The judiciary must guard its independence and stay above suspicion

The crisis of credibility afflicting the country’s judiciary has taken a serious toll on the institution. Its image in the eyes of most Nigerians is now severely battered. Restoring this credibility becomes difficult when the number one judicial officer in the country puts himself in a compromising situation. While we do not want to dwell on the controversy of what Chief Justice of Nigeria (CJN), Olukayode Ariwoola said or did not say in Port Harcourt, the unfortunate situation has already raised questions about a man whose conduct should be free from the appearance of impropriety – not only in the discharge of official responsibility but also in his everyday life.   

It is not for nothing that in the United States from where we borrowed the presidential system of government, judicial reach is kept beyond the grasp of state officials so that whenever governments encroach on the rights of its citizens, there would be an independent institution to keep those rights safe. More than anybody else, the CJN should understand that principle, hence avoid hobnobbing with politicians within the executive arm of government, either at the federal or state level. If it is bad enough that the CJN agreed to be hosted to a gala night by Governor Nyesom Wike of Rivers State, he compounded the situation by his utterances which many now interpret to be partisan.  

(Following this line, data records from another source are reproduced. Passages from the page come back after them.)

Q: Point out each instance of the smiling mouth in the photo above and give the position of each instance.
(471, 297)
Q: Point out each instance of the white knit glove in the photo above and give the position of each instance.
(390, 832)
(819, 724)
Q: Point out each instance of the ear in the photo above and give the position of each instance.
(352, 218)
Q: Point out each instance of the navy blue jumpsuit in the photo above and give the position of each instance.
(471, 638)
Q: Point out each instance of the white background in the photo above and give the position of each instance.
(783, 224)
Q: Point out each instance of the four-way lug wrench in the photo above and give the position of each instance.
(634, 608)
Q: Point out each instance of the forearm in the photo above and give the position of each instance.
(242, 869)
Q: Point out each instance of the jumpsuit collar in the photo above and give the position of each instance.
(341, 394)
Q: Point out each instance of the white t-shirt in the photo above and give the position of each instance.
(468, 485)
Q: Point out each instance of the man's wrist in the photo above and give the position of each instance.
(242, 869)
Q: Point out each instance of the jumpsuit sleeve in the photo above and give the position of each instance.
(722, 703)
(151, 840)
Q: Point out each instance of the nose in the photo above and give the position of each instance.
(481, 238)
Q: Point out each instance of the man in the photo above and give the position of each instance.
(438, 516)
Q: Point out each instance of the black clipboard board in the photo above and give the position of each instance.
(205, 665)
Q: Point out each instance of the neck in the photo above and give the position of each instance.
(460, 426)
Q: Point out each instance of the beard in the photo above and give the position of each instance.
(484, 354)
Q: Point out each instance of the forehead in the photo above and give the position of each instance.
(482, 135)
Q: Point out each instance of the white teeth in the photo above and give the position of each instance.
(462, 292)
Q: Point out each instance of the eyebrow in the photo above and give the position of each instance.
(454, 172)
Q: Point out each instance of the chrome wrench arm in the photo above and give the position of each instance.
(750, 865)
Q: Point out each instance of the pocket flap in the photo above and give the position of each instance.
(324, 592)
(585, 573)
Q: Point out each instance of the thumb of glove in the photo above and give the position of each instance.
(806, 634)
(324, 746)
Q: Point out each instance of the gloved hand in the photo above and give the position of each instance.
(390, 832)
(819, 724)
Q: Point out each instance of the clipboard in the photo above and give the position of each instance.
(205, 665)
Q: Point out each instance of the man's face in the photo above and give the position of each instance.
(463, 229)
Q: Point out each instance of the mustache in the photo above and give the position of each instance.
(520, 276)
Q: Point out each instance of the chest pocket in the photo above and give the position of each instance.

As we have repeatedly stated on this page, the judiciary is not just any institution: it is an important arm of government that knits human society together. Yet, the function of law as an instrument of social engineering can only be made difficult when judges compromise their oath by acts of omission or commission. And to the extent that nothing destroys public confidence in the system than the bad behaviour of judges, the judiciary must guard its independence and impartiality jealously. No matter the temptation, this critical arm of government must not be unduly politicised. Neither should it be rendered impotent by the very people who should labour to maintain its prestige and integrity.    

 Apparently concerned by the crisis of credibility that has for long dogged the judicial arm of government and the damage that it inflicts on national psyche, the Nigerian Bar Association (NBA) last year hosted an important Justice Sector Summit which brought together critical stakeholders. The broad consensus was the need to rise above the interests that are holding back fair and equitable justice administration in Nigeria by working to restore integrity to the bar and bench. For that to happen, Judges must, like Caesar’s wife, stay above suspicion.  

While it is standard expectation and even a requirement that US Supreme Court judges be either conservative or liberal, they cannot be Republican or Democrat in their votes on judicial decisions. The former is ideological, part of the right to hold beliefs. The latter is a matter of political partisanship, an area that is below the independence and impartiality of the judiciary as everyone’s last bastion of hope for justice and fairness in a democratic republic. In the absence of such deep-rooted ideological differences, our apex court judges have an even narrower room. As citizens they may have their private partisan preferences, but such biases are not expected to reflect in their dispensation of justice or indeed in their social conduct and public utterances.  

By virtue of his exalted position, the CJN should avoid social dealings that are capable of eroding public confidence in the judiciary as the last hope of the common man. As the ultimate judge of the land, Justice Ariwoola should also purge himself of the slightest inkling of partisan taint.